La globalización estimuló el surgimiento de una oligarquía mundial del capital, un auténtico club de los amos del mundo. El mismo desafía la esencia de la gobernabilidad democrática.
Nunca antes las corporaciones multinacionales habían alcanzado su dimensión actual. Tal como refería Noreena Hertz en 2001, de las cien mayores economías del mundo, cuarenta y nueve eran Estados-naciones y cincuenta y uno corporaciones multinacionales (The Silent Takeover, London, William Heinemann). Desde entonces la balanza se ha inclinado en la dirección de estas últimas, gracias a un proceso sistemático de grandes fusiones empresariales.
Dichas megacorporaciones tienden a ser controladas con mano firme. Hace varias décadas John Kenneth Galbraith desarrolló su teoría de la evolución corporativa, según la cual las empresas trasnacionales habían pasado del liderazgo carismático de sus fundadores a aburridos directorios tecnocráticos. Ello no se corresponde en modo alguno a la realidad actual, donde figuras de alto brillo como Steve Jobs, Steve Ballmer, Larry Ellison, Warren Buffet, Ted Turner o Rupert Murdoch, dominan con fuerza sus emporios económicos.
Esos grandes líderes corporativos no sólo comparten un mismo código de valores, sino que suelen reunirse frecuentemente. Sus valores son aquellos que dan sustento a la globalización. Los espacios donde se reúnen van desde los de naturaleza abierta como el Foro Económico Mundial hasta agrupaciones reservadas como Bilderberg, la Comisión Trilateral o el Chairmans Club. Según Bruno Cardeñosa: “Estos grupos pretenden gestar una red de mando que no se vea afectada por el `capricho´ de turno de los ciudadanos” (El Gobierno Invisible, Madrid, Espejo de la Tinta, 2007, p. 45).

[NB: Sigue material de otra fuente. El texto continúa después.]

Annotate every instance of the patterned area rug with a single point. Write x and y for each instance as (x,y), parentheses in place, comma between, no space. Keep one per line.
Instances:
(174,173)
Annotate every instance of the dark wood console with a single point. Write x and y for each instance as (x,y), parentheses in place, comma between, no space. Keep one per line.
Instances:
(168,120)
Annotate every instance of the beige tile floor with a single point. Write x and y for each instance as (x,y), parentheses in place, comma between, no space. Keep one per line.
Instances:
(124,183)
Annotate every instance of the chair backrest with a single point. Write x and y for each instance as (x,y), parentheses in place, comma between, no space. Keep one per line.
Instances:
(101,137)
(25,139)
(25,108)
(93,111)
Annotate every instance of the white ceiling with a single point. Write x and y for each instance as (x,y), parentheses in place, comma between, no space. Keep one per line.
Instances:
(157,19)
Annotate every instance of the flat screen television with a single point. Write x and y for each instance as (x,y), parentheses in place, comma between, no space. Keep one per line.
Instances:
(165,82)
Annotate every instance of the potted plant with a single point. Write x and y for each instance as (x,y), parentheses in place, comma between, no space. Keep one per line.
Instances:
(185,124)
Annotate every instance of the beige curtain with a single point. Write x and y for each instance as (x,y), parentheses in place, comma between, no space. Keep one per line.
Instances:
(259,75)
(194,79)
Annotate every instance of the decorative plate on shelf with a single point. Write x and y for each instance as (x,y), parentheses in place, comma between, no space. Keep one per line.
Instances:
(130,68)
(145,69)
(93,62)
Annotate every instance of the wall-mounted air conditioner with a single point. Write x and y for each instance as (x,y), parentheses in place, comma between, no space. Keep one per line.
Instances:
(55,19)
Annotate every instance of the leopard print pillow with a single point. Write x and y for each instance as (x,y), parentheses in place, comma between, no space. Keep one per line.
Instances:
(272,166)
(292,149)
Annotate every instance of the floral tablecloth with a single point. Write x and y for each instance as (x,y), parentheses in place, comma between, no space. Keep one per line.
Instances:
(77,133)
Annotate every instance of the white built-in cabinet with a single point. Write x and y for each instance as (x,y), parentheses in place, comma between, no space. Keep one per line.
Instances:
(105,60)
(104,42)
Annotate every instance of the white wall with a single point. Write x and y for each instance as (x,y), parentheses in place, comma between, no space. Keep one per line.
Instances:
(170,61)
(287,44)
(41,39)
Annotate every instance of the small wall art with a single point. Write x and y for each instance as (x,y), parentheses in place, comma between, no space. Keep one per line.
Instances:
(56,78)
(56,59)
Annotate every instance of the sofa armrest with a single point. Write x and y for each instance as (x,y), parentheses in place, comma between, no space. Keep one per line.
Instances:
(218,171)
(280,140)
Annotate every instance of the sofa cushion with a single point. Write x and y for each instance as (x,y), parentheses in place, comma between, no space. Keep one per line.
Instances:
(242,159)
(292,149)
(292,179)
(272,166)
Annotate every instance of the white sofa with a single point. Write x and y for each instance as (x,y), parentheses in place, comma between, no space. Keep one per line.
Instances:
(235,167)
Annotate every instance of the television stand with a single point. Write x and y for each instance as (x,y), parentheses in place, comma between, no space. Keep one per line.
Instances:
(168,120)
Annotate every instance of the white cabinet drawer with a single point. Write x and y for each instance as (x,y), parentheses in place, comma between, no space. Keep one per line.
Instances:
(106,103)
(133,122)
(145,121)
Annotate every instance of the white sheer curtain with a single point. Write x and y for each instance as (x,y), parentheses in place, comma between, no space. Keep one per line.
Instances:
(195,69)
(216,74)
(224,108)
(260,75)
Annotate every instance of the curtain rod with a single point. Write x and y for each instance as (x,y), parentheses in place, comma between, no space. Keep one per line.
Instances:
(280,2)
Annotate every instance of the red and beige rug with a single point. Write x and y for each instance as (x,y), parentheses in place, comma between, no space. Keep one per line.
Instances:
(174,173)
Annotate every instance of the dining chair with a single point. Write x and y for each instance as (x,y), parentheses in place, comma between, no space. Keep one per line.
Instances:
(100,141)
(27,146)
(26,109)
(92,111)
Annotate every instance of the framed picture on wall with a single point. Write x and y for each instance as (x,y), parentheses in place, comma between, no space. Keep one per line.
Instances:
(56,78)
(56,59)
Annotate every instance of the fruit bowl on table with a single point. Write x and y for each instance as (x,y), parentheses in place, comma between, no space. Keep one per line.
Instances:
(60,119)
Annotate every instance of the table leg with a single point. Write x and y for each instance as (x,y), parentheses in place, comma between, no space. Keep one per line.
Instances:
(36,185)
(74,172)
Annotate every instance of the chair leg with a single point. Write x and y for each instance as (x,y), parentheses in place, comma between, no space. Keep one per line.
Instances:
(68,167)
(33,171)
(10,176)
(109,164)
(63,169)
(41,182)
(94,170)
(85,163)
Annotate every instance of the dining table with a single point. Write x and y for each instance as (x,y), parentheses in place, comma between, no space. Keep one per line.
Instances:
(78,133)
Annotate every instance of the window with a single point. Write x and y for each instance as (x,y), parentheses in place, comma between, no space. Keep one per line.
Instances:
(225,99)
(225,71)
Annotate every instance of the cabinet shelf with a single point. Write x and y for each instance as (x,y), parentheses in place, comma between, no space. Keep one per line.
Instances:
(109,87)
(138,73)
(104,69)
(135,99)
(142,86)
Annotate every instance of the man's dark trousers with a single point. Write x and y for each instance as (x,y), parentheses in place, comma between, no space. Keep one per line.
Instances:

La conjunción entre el gigantesco poder económico de las corporaciones, el liderazgo carismático sobre las mismas, la presencia de un código de valores compartidos y la existencia de un marco asociativo común, genera un poder desmesurado. No es exagerado hablar, por tanto, de un “club de los amos del mundo”. De acuerdo con la lista anual de billonarios de la revista Forbes, aparecida el pasado 10 de marzo, los activos personales de los integrantes de ese club son de 3,6 millones de millones de dólares. Sin embargo, el monto de los activos corporativos por ellos contralados hace que la cifra antes referida luzca por entero insignificante en comparación.
Cualquier Estado que se enfrente al código de valores o a los intereses de aquéllos, debe estar dispuesto a asumir un costo muy elevado, razón por la cual son pocos quienes se arriesgan a hacerlo. Ello ha conducido a lo que el historiador John Pocock ha calificado como la subordinación de las comunidades soberanas de ciudadanos al poder del dinero. Incluso en los momentos de mayor vulnerabilidad del club, como es el caso de la gran crisis económica iniciada en 2008, los impuestos de los ciudadanos han estado a disposición de sus necesidades.
Curiosamente, varios de estos amos han decidido medirse con los simples mortales en los espacios abiertos en los que se mueven estos últimos. Ello les ha implicado abandonar el mundo de la opacidad, con sus inmensos privilegios y prácticas soterradas, para someterse al conteo de los votos, al escrutinio público y a los altibajos del sentimiento popular. El primero en hacerlo fue Silvio Berlusconi en Italia y el más reciente Sebastian Piñera en Chile.
Sin embargo, este descender del Olimpo se ha evidenciado altamente riesgoso. Rafiq Hariri, propietario de Orascom Telecom y una de las mayores fortunas del Medio Oriente, pagó con su vida el paso por la jefatura de gobierno del Líbano. Su espectacular asesinato en 2005 dejó en evidencia las marcadas diferencias entre la esferas corporativas y políticas. De su lado, Thaksin Shinawatra, el hombre más rico de Tailandia y antiguo Primer Ministro de ese país, fue despojado hace pocas semanas de la mayor parte de su fortuna, como resultado de una sentencia judicial altamente politizada.
Son los peligros que corren quienes desdeñan los hilos ocultos del poder y la fuerza inconmensurable del gremio. Algo que sin duda no le ocurriría a un Carlos Slim, a un Emilio Botín, a un Lakshmi Mittal o a un Eike Batista, para quienes el club sigue siendo el club. Lo demás son simplemente niñerías.